Meeting Cash Management Needs in China
by Jim Fuell, Managing Director, Head of Global Liquidity, EMA, J.P. Morgan
Domestic firms and multinational companies operating in China have accumulated record levels of cash, despite the rate of economic expansion slowing in the world’s second-largest economy. The growth in cash and cash equivalents held by companies has been faster in Asia than in other regions, with levels peaking in China . For renminbi cash investors, the opportunity set has, in the past, been largely confined to bank deposits. However, the Chinese money market fund industry is proving an increasingly attractive alternative.
The trend towards growing cash reserves is unlikely to reverse anytime soon. Although few expect the Chinese economy to return to the double-digit growth rates observed during the last decade, growth rates are likely to settle down to more constant and sustainable levels. With liquidity and efficient cash management concerns at the fore, corporate treasurers face the important decision of how best to achieve the level of security and liquidity they need for cash, while also focusing on yield optimisation.
A traditionally limited opportunity set
The options for domestic companies and multinationals with operations in China that have accumulated significant renminbi-denominated reserves, and are looking at ways to generate a return from their cash, have traditionally been limited to bank deposits. The terms for most domestic bank deposits have been set by the People’s Bank of China, forcing companies to accept yields that are lower than market rates.
Furthermore, the environment has been one of tight regulation of cross-border money transactions, with currency controls restricting outflows for many companies to periodic dividend payments. This has effectively meant that surplus cash is ‘trapped’, although this appears to be changing. While some domestic Chinese banks offer structured deposits with more flexible tenors and less compressed rates of return, ways of extracting maximum value from renminbi-denominated cash reserves have been scarce.
Renminbi-denominated money market funds
The opportunity set is, however, broadening. Although investing directly in fixed income securities in China comes with its own plethora of challenges, the ease of access to short-dated renminbi-denominated securities provided by dedicated money market funds is something treasurers should consider.
Resulting from a wave of innovation in the now well-established and deepening Chinese fixed income market, money market funds typically invest in government-issued securities with maturities of up to one year, as well as other short-dated instruments, including certificates of deposit and repurchase agreements (repos). The pool of investible assets is wide, with more than two-thirds of the Chinese fixed income market comprised of government securities, and over one-third having maturities of less than three years.

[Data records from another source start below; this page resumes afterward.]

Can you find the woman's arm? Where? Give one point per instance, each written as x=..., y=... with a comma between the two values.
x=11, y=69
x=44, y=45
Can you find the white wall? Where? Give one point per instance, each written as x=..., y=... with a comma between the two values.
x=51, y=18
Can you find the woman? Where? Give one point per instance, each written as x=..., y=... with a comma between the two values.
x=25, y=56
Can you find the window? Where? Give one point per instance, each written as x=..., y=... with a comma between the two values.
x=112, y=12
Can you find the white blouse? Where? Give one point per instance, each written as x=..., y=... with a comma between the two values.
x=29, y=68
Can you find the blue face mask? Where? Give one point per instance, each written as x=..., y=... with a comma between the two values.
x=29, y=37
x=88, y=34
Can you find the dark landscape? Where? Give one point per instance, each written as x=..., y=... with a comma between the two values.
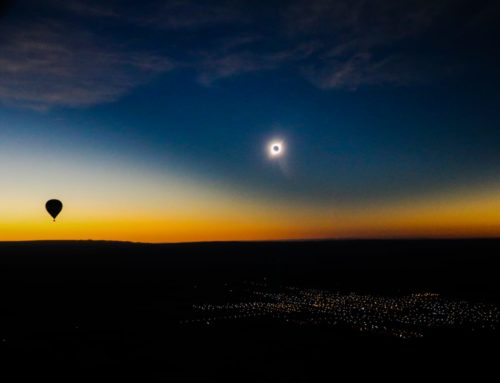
x=259, y=311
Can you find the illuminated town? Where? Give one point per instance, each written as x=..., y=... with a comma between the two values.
x=408, y=316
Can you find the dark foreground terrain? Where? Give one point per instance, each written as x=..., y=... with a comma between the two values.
x=276, y=311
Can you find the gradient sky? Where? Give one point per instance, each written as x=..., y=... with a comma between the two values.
x=151, y=120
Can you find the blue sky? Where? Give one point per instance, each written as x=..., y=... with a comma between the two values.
x=376, y=100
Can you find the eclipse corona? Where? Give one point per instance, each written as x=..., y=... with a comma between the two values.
x=276, y=149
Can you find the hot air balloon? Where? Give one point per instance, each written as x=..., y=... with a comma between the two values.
x=54, y=207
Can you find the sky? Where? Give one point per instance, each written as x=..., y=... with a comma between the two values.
x=151, y=121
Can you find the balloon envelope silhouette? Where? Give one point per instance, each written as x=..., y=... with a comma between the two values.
x=54, y=207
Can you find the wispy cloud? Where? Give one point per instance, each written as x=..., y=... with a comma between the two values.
x=359, y=38
x=48, y=65
x=73, y=52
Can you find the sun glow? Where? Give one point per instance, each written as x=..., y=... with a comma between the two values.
x=276, y=149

For corporate treasurers, using renminbi-denominated money market funds for their cash management needs has several advantages. At the basic level, foremost among corporate treasurers’ concerns are likely to be the safety of their cash (principal protection), the ease of access (liquidity) and the rate of return on their investment (yield). It is useful to look at how money market funds aim to achieve each of these objectives.
Preserving principal is a key concern
There is a growing focus among both domestic companies and multinationals operating in China on the effective management of their renminbi-denominated cash reserves. At the core of these efforts is the need to preserve principal. Corporate treasurers are increasingly turning to money market funds, many of which are AAA-rated and, therefore, represent the highest standards of credit quality.
As the Chinese money market fund industry has matured, it has come to share the characteristics of its developed market counterparts, in terms of providing full transparency about easy-to-understand fund structures. Managed to international standards, a cash allocation to a renminbi-denominated fund can fit in with existing company-wide investment policies. The large size of many of the funds allows treasurers to adhere to formal guidelines, such as constraints on the maximum percentage of the total assets under management that their holding in the fund can represent, or the minimum number of counterparties that a fund must have exposure to. A large and stable client base, in many cases comprising hundreds of institutional investors, provides an underlying layer of support.